Coincidence? Walter von Känel, 81, for decades Longines’ emblematic CEO, a colonel of the Swiss army, a military history buff, known to many as “The Boss”, was made an Honorary Citizen of Saint-Imier on September 15, 2022 – one hundred and fifty years to the day after the foundation, in the same street, of the antiauthoritarian International, on September 15, 1872. There’s no escaping History.

NOTE Unless otherwise stated, all quotes are from Florian Eitel’s book and have been translated from the French. Mr Eitel was also the historical consultant for Unrueh.

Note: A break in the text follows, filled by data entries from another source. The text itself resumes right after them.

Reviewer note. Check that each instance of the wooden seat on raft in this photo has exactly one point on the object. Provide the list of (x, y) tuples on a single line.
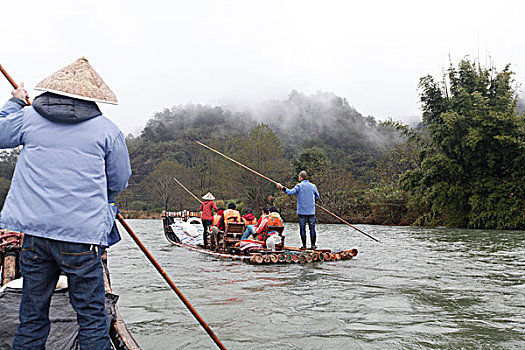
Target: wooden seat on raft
[(279, 230), (231, 235)]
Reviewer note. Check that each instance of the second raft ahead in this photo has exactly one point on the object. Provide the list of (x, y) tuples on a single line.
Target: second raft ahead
[(184, 229)]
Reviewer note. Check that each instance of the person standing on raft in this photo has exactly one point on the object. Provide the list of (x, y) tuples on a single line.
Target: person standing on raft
[(73, 163), (207, 215), (306, 195)]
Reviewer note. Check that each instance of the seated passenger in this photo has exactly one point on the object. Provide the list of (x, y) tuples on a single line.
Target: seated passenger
[(217, 216), (264, 214), (249, 218), (273, 219), (229, 215)]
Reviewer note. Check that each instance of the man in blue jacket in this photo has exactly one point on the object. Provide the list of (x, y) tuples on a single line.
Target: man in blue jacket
[(74, 161), (306, 195)]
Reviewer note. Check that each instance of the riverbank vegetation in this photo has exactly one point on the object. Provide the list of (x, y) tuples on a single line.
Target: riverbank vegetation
[(463, 165)]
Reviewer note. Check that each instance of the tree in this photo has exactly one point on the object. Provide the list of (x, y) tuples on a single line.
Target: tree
[(162, 190), (473, 166)]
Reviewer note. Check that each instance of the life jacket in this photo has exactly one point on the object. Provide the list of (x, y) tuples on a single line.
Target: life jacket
[(262, 218), (231, 215), (253, 221), (216, 219), (270, 221)]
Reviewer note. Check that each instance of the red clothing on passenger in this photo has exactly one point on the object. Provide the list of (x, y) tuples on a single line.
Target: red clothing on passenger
[(206, 208), (249, 219)]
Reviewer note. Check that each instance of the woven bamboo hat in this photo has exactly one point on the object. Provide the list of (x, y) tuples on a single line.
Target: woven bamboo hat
[(78, 80), (208, 197)]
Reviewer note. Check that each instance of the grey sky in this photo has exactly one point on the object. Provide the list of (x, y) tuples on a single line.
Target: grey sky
[(156, 54)]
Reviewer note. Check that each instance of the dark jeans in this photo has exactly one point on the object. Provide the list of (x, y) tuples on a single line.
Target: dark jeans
[(205, 225), (41, 261), (303, 219)]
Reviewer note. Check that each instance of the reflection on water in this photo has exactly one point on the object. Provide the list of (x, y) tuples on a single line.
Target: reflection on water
[(419, 288)]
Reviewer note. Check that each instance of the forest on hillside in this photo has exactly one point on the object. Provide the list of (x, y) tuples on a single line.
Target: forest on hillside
[(462, 166)]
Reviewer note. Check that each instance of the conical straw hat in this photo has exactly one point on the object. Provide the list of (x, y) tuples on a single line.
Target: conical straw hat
[(78, 80), (208, 197)]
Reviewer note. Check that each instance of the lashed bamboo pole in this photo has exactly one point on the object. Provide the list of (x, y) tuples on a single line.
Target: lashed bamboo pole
[(267, 178)]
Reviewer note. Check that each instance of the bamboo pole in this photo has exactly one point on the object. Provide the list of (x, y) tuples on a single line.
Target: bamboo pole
[(170, 282), (181, 185), (13, 83), (267, 178)]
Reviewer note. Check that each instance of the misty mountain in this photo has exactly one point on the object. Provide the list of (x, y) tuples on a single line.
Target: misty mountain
[(301, 121)]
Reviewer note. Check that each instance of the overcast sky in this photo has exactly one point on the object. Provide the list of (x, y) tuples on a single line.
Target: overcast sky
[(156, 54)]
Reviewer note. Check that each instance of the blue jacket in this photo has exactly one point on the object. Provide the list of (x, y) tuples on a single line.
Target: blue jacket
[(306, 195), (74, 161)]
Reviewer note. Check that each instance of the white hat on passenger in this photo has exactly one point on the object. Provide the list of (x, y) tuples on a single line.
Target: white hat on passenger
[(208, 197), (78, 80)]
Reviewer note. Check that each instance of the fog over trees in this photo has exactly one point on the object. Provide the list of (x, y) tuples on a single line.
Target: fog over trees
[(463, 165)]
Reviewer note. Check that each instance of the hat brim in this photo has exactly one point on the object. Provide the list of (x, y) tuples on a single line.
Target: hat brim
[(76, 96)]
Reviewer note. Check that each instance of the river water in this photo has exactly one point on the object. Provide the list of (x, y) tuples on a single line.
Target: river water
[(419, 288)]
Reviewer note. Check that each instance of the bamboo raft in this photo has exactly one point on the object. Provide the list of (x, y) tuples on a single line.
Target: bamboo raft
[(10, 247), (225, 249)]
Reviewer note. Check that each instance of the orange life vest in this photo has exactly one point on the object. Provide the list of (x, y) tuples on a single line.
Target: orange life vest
[(231, 215), (270, 221), (216, 219), (250, 222)]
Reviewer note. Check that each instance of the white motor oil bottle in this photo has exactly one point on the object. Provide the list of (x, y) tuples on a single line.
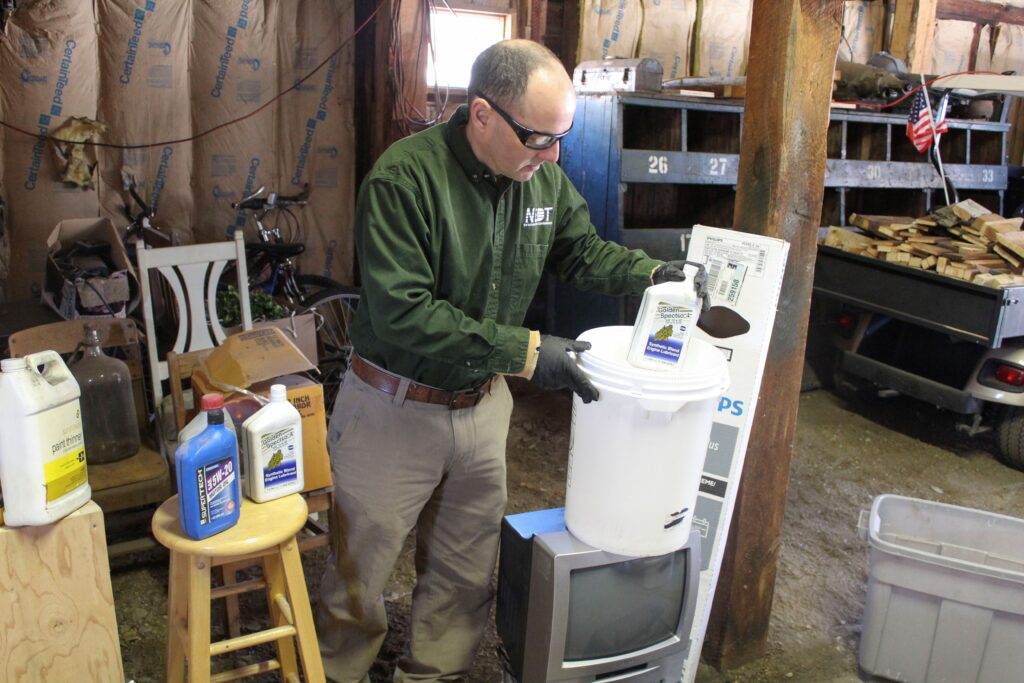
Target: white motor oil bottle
[(271, 442), (668, 314), (42, 449)]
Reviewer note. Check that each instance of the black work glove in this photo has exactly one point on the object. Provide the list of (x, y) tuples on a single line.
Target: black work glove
[(672, 271), (557, 370)]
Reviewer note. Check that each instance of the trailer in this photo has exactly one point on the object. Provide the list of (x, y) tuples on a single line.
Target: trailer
[(944, 341)]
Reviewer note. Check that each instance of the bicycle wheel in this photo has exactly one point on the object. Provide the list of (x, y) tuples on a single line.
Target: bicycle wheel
[(334, 308), (310, 284)]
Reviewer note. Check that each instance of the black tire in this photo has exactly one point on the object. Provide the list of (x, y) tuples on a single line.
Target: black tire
[(311, 284), (334, 308), (1010, 437)]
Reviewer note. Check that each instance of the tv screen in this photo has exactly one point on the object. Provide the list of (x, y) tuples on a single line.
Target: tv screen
[(573, 613), (620, 608)]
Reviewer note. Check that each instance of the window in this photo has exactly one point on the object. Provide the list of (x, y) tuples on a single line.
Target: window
[(458, 36)]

Further reading: Le Vallon horloger et ses anarchistes, Florian Eitel. Published in Intervalles, No 123, Autumn 2022. Free to download in French and German at www.intervalles.ch.


UNRUEH (Unrest) Cyril Schäublin

Unrueh is the second film from Swiss director Cyril Schäublin. Many of the women in Schäublin’s family, including his grandmother, were employed in the watch industry. The film he wrote and directed is a tribute to them. Unrueh is about “their work and the time they spent in factories.” It is also the story of “the watchmakers’ union, of anarchist allegiance, in the nineteenth century.”

A film of great formal beauty – Schäublin has a very personal sense of framing and pace – the film describes with empathy the life of watch workers and anarchist circles in the 1870s and narrates the encounter between Joséphine Gräbli, a young worker who assembles balance wheels, and Pyotr Kropotkin, a Russian writer, philosopher, traveller and cartographer who is converted to anarchist thinking during his stay in the valley and Saint-Imier.

Unrueh won the Best Director award in the Encounters section at the 2022 Berlin Film.